Un fait divers tragique a récemment secoué la région de Tataouine, suscitant une vive émotion au sein de l’opinion publique et une large circulation d’informations contradictoires sur les réseaux sociaux. Intervenant mardi 28 avril 2026 sur les ondes de Jawhara FM, le substitut du procureur de la République et porte-parole du tribunal, Nidhal Labiadh, a apporté des précisions visant à rétablir la réalité des faits et à dissiper les nombreuses rumeurs.
Contrairement à ce qui a été relayé de manière virale, notamment sur Facebook, la thèse selon laquelle un fils aurait tué sa mère sous l’emprise de substances illicites a été catégoriquement démentie par la source judiciaire. Le magistrat a insisté sur le fait que ces allégations « ne reposent sur aucun élément concret » et « ne figurent nullement dans le dossier de l’affaire ».
Dans les faits, le drame a entraîné le décès d’une jeune femme dont l’identité n’a pas été précisée, tandis que la mère, initialement annoncée comme victime d’un homicide, a survécu à l’agression. Elle souffre toutefois de blessures légères et reçoit actuellement les soins nécessaires, selon le magistrat.

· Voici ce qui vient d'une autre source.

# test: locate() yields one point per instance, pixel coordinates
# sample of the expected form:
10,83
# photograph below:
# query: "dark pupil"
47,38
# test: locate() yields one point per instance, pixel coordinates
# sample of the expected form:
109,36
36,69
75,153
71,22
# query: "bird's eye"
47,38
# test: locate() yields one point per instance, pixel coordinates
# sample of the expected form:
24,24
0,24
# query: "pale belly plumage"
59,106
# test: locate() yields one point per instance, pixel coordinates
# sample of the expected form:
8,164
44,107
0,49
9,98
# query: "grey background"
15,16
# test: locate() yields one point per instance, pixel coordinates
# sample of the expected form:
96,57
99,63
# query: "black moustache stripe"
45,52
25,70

S’agissant du fils, rapidement désigné comme suspect principal dans certaines publications, aucune inculpation officielle n’a été prononcée à son encontre à ce stade de l’enquête. Le substitut du procureur a souligné que les investigations étaient toujours en cours et que « rien ne permet, pour l’heure, d’affirmer son implication ou celle d’une autre personne ».

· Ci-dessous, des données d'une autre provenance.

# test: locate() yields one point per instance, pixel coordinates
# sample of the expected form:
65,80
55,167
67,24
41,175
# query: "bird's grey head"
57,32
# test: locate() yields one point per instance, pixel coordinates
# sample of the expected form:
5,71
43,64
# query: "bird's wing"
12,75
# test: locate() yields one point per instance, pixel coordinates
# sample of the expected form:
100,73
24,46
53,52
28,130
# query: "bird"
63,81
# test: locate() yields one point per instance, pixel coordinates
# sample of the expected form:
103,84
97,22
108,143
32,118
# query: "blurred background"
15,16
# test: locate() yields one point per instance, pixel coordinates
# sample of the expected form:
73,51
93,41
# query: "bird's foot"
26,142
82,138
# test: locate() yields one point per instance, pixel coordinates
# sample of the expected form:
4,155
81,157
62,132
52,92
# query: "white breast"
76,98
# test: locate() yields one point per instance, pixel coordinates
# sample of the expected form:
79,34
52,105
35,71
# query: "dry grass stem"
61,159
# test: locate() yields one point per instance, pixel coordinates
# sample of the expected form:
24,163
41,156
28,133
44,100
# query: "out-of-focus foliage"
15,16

Il a également été indiqué que l’intéressé avait été victime d’un grave accident de la route alors qu’il se dirigeait vers la capitale dans la nuit de vendredi à samedi. Grièvement blessé, il a été admis dans un service de réanimation dans un hôpital de Sousse, où il demeure hospitalisé. Aucune mesure de garde à vue n’a été prise à son encontre, selon la même source.

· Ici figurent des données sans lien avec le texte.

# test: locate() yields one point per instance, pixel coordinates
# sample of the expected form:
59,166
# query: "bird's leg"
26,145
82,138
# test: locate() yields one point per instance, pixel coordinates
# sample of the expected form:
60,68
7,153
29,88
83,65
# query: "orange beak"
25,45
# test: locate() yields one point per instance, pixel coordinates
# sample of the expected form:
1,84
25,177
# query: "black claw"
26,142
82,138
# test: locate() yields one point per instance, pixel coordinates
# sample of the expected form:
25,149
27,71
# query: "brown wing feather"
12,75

Par ailleurs, les autorités judiciaires ont entamé des analyses techniques sur plusieurs objets susceptibles d’avoir été utilisés lors de l’agression. Ces éléments ont été transmis aux laboratoires de la police scientifique afin d’y relever d’éventuelles empreintes et de déterminer avec précision les circonstances de ce drame.
Face à l’ampleur des spéculations, le porte-parole du tribunal a lancé un appel appuyé à la responsabilité des citoyens et des professionnels de l’information. Il a dénoncé la diffusion de « données infondées » et a appelé à faire preuve de rigueur dans la vérification des sources, afin d’éviter de « porter atteinte à la vérité et troubler l’ordre public ».
« La justice suit son cours et les magistrats œuvrent avec sérieux pour établir les faits », a-t-il affirmé, invitant le public à ne pas céder aux rumeurs et à attendre les conclusions officielles de l’enquête.